Once there was a man who, after hearing an unflattering rumor about a friend of Socrates’, rushed to the philosopher to spread the gossip.
When he found him, the man said, “Socrates, you wouldn’t believe what I just heard about your friend.”
“Wait a moment,” Socrates replied, “Before you tell me what it is you want to say, let’s put it to a quick test. We can call it the Test of Three.”
“The Test of Three?”, repeated the curious man.
“That’s right,” Socrates said. “Here’s the first test: Is it true? Is what you wish to tell me about my friend something you’ve confirmed to be true? Or is it just hearsay that you are now spreading without any verification?”

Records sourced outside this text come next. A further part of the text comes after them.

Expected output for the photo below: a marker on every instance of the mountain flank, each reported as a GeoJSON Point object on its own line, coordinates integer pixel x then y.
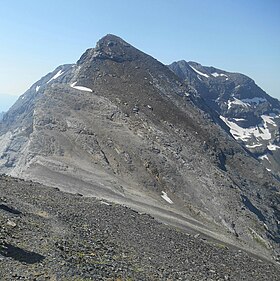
{"type": "Point", "coordinates": [251, 115]}
{"type": "Point", "coordinates": [119, 125]}
{"type": "Point", "coordinates": [46, 234]}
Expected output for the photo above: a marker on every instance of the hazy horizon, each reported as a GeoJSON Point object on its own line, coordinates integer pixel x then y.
{"type": "Point", "coordinates": [236, 36]}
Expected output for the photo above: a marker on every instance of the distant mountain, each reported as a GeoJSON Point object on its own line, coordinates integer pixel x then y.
{"type": "Point", "coordinates": [122, 126]}
{"type": "Point", "coordinates": [252, 116]}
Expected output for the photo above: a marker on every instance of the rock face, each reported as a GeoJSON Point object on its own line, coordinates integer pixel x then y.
{"type": "Point", "coordinates": [252, 116]}
{"type": "Point", "coordinates": [87, 239]}
{"type": "Point", "coordinates": [120, 125]}
{"type": "Point", "coordinates": [1, 115]}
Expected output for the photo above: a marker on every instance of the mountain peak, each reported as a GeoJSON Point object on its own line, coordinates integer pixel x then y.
{"type": "Point", "coordinates": [110, 47]}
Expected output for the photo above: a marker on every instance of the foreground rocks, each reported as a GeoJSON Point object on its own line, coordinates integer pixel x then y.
{"type": "Point", "coordinates": [46, 234]}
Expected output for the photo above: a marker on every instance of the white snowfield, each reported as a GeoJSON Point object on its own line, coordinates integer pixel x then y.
{"type": "Point", "coordinates": [59, 73]}
{"type": "Point", "coordinates": [166, 198]}
{"type": "Point", "coordinates": [245, 134]}
{"type": "Point", "coordinates": [215, 74]}
{"type": "Point", "coordinates": [237, 102]}
{"type": "Point", "coordinates": [200, 73]}
{"type": "Point", "coordinates": [255, 100]}
{"type": "Point", "coordinates": [273, 147]}
{"type": "Point", "coordinates": [81, 88]}
{"type": "Point", "coordinates": [268, 119]}
{"type": "Point", "coordinates": [254, 145]}
{"type": "Point", "coordinates": [264, 157]}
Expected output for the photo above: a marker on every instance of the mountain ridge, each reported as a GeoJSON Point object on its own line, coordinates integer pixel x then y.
{"type": "Point", "coordinates": [251, 115]}
{"type": "Point", "coordinates": [122, 126]}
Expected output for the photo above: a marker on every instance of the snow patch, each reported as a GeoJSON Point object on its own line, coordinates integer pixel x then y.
{"type": "Point", "coordinates": [255, 100]}
{"type": "Point", "coordinates": [237, 102]}
{"type": "Point", "coordinates": [166, 198]}
{"type": "Point", "coordinates": [215, 74]}
{"type": "Point", "coordinates": [60, 72]}
{"type": "Point", "coordinates": [264, 157]}
{"type": "Point", "coordinates": [245, 134]}
{"type": "Point", "coordinates": [273, 147]}
{"type": "Point", "coordinates": [81, 88]}
{"type": "Point", "coordinates": [268, 119]}
{"type": "Point", "coordinates": [239, 119]}
{"type": "Point", "coordinates": [254, 145]}
{"type": "Point", "coordinates": [200, 73]}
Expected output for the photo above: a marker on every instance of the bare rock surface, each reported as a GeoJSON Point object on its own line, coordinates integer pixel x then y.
{"type": "Point", "coordinates": [46, 234]}
{"type": "Point", "coordinates": [121, 126]}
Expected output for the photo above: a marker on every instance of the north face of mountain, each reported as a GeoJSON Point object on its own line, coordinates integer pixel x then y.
{"type": "Point", "coordinates": [252, 116]}
{"type": "Point", "coordinates": [120, 125]}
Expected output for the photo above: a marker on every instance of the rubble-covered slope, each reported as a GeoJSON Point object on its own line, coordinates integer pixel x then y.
{"type": "Point", "coordinates": [120, 125]}
{"type": "Point", "coordinates": [46, 234]}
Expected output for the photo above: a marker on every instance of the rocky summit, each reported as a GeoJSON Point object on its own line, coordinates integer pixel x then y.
{"type": "Point", "coordinates": [122, 127]}
{"type": "Point", "coordinates": [251, 115]}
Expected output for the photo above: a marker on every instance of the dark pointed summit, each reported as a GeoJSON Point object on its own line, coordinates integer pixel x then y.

Slightly embarrassed, the man replied, “Oh, well, I haven’t actually confirmed the story myself. I only just heard it in the marketplace.”
“I see,” said Socrates. “So you were about to tell me something that you weren’t sure to be true. Fine, let’s see if what you have to say passes the next test: Is it good?”
Again, the man blushed and slowly shook his head. “No, it’s not. It’s actually something bad,” the man confessed.
“That’s surprising,” said Socrates. “You hurried over to tell me something about a friend of mine that’s bad and might not even be true. Well, let’s see if you pass the third test: Is it useful?”
The man lowered his gaze feeling ashamed and said slowly, “No, I don’t think so.”
“I see. Well, if what you want to tell me is not true, not good and not useful, I suggest you don’t tell me at all.”
Gossip is akin to cancer in society. It spreads unnoticed and before we know it, much harm is done and there is no going back.
As humans, we enjoy creating and telling stories. That’s how our brains are wired. But we must be conscious of our intentions and know the facts well before we share any kind of information about a person.
Let’s think well before we say something. As we cultivate awareness in our speech and speak intentionally, we’ll naturally become a force of good and benevolence in society.
Something that I try to keep at the back of my head and can help you in this regard is this quote by Socrates himself, “Strong minds discuss ideas, average minds discuss events, weak minds discuss people.”
Let’s have a strong mind. Let’s be conscious and aware. Let’s focus on truth, not lies. And let’s minimize talking about people, and start thinking of ideas on how we can serve humanity in a better way.
It is very easy to fall into a constant loop of unconscious criticism and misunderstanding while involving ourselves in a conversation about a third person. And that’s why it’s incredibly important that we employ filters and make better judgments about the information we consume every day.
If you find yourself struggling next time, just put what you’re about to say through the Test of Three. And if it doesn’t pass, it’s better left unsaid.
In other words, speak only when you feel the words that you want to say are better than your silence.